You have spent the majority of your rabbinical career in Florence. Have you served anywhere else?


I served in Turin, in the same Jewish community that my great grandfather served. Both my father and grandfather were also rabbis in Italian synagogues. The Italian Jewish community has consistently been a major aspect of my life. In my hometown, Jerusalem, I frequently attended an Israeli-Italian synagogue.


Tell us about the history of Florence‘s Jewish community.


While the presence of Judaism in Florence can be dated from the Middle Ages, the initial, substantial, community came about during the rule of Cosimo de’ Medici, the Elder.


The core of Jewish life in Florence established itself on the other side of the Arno River in the area via dei Giudei, ‘Street of the Jews’. At that time, there were no social or economical restrictions on Jewish people, and their businesses flourished in the city.


With the development of the Jewish Ghetto in 1571, however, Jewish Florentine housing was segregated from the general public. In 1721, Grand Duke Cosimo III expanded the ghetto, as documented in the Libro di piante. Though they lived relatively well compared to other Jews in places around Italy and Europe, they were still separated in the ghetto.


When was the synagogue built?


After the Medici period, the Lorraines quickly lifted many restrictions on Florence’s Jewish community. Following this liberation, the Jewish population then began moving from the ghetto entirely, settling in other areas of the city, solidified by a vote from the Kingdom of Italy shortly after its installation in 1861. The sanctuary for the Jewish community, topped with the only green dome in Florence, was built in 1881. The temple, constructed in a Moorish style, has survived a variety of tribulations, as has the religious community it houses. Florence was, I would say, one of the most important communities in the history of Italian Jewry before the Second World War.


What was the effect of WWII on the Jewish community of Florence?


Now it is a small community in Italian terms, whereas before the war, it was a big community. Following the war, as numerous members of the community left Florence for other Italian cities, such as Livorno, the nearly 3,000 members rapidly dropped to about 1,500. Currently the congregation numbers about 1,000, the third largest in Italy, trailing only Rome and Milan.


How do you sustain a thriving community?


It takes an involved relationship between members of the congregation and the city of Florence.
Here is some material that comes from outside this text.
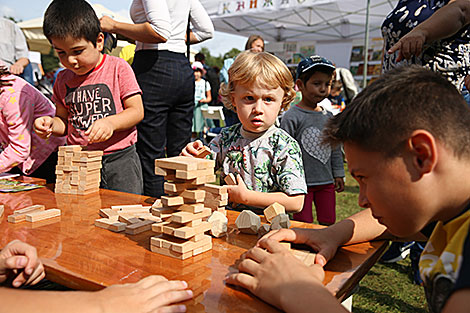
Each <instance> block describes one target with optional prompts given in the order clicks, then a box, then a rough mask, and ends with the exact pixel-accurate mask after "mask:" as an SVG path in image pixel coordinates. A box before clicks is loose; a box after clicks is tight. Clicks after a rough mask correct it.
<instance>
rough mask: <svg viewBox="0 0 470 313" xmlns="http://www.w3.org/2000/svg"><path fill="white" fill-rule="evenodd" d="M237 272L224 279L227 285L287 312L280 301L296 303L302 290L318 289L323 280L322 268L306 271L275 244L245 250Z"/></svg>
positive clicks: (281, 247)
mask: <svg viewBox="0 0 470 313" xmlns="http://www.w3.org/2000/svg"><path fill="white" fill-rule="evenodd" d="M238 270H239V273H235V274H231V275H229V276H228V277H227V279H226V282H227V283H229V284H234V285H238V286H242V287H244V288H246V289H248V290H249V291H250V292H252V293H253V294H255V295H256V296H258V297H260V298H261V299H263V300H265V301H266V302H268V303H271V304H273V305H275V306H276V307H278V308H280V309H281V310H282V309H286V308H287V307H286V306H285V305H286V303H284V301H283V300H285V301H292V299H296V298H297V296H298V293H299V292H302V290H303V288H302V287H311V286H312V285H314V286H315V285H316V286H318V285H321V284H322V281H323V279H324V276H325V272H324V271H323V269H322V267H321V266H319V265H317V264H315V265H312V266H310V267H307V266H306V265H304V264H303V263H302V262H301V261H300V260H299V259H298V258H296V257H295V256H294V255H293V254H292V253H291V252H290V251H289V250H287V249H286V248H285V247H283V246H282V245H281V244H279V242H276V241H274V240H266V241H264V242H263V243H261V246H260V247H254V248H252V249H250V250H248V252H247V253H246V255H245V259H244V260H242V261H241V262H240V264H238ZM294 284H295V286H296V288H292V286H293V285H294ZM299 290H300V291H299Z"/></svg>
The relationship is very good, extremely good. It has a very important symbolic sense for Florence because how the Jewish community suffered in the war, but also from the contribution of the local Jews to the construction of the social traditions in Florence.


The relationship goes both ways. You cannot avoid modernity. If you close the door, it comes through the window. So changes maybe are slower, but Florence is certainly a modern and important town, and it has its influence on the synagogue. I welcome inventive ideas and adaptations to current practices in order to expand the relevance of Judaism in Florence. Many of these ideas can come from those visiting Florence.
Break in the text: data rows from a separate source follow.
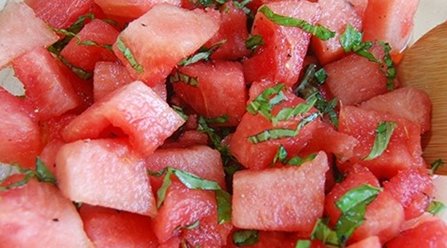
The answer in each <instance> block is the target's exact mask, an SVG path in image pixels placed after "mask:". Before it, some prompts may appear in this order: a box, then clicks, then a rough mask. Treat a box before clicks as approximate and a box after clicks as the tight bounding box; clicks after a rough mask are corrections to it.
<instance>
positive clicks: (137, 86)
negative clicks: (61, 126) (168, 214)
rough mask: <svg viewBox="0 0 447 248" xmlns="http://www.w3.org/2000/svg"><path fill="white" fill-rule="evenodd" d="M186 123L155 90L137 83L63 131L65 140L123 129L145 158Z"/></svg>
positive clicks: (110, 99) (80, 119)
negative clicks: (116, 127) (159, 96)
mask: <svg viewBox="0 0 447 248" xmlns="http://www.w3.org/2000/svg"><path fill="white" fill-rule="evenodd" d="M183 123H184V120H183V119H182V118H181V117H180V116H179V115H178V114H177V113H176V112H175V111H174V110H172V109H171V108H170V107H169V105H168V104H167V103H166V102H165V101H163V99H161V98H160V97H159V96H158V95H157V94H156V93H155V92H154V91H152V90H151V89H150V88H149V87H148V86H146V85H145V84H144V83H142V82H139V81H136V82H133V83H131V84H128V85H125V86H123V87H122V88H120V89H119V90H116V91H114V92H113V93H112V94H109V95H108V96H106V97H105V98H103V99H101V100H100V101H98V102H96V103H95V104H93V105H92V106H91V107H90V108H89V109H87V110H86V111H85V112H83V113H82V114H81V115H79V116H78V117H77V118H76V119H74V120H73V121H72V122H71V123H70V124H69V125H68V126H67V127H66V128H65V129H64V130H63V137H64V139H65V140H66V141H75V140H79V139H87V138H97V137H100V136H101V134H102V132H103V131H104V130H106V129H107V128H108V127H110V126H113V127H117V128H120V129H121V130H122V131H123V132H124V133H125V134H126V135H128V137H129V140H130V144H131V145H132V146H133V147H134V148H136V149H137V150H138V151H139V152H141V153H142V154H143V155H149V154H151V153H152V152H153V151H155V149H156V148H157V147H158V146H160V145H161V144H162V143H163V141H164V140H165V139H166V138H167V137H169V136H170V135H171V134H172V133H173V132H174V131H175V130H177V128H179V127H180V126H181V125H182V124H183Z"/></svg>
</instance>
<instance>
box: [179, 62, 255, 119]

How do you try to serve visitors as well as your congregation?


We try to maintain a welcoming atmosphere, have events that include visitors and offer classes for visiting students. I give a sermon in English during Friday-night services for those visiting.
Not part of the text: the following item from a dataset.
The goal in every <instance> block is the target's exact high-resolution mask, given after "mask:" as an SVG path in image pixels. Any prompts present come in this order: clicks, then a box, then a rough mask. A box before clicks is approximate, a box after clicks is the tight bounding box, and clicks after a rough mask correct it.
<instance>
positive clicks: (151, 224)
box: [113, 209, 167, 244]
However, language presents a problem for getting them more involved. For those staying in Florence longer, it depends. We have some courses, but the main problem is the language. Because if you come for a short while, first you don’t know the language; then, by the time you know it, you leave. I am personally not satisfied with what we do to absorb the international presence here. But we have Shabbat meals, Friday night meals. We have structures for those who really want and are trying to integrate. And I believe changes will come-slowly, slowly.


So, you try to maintain a connection to the past and also engage a growing number of foreigners to Florence?


Being a rabbi is a double-24-hour-a-day job. You are occupied with the community and with the society. And if you manage to give something and to do something, it pleases.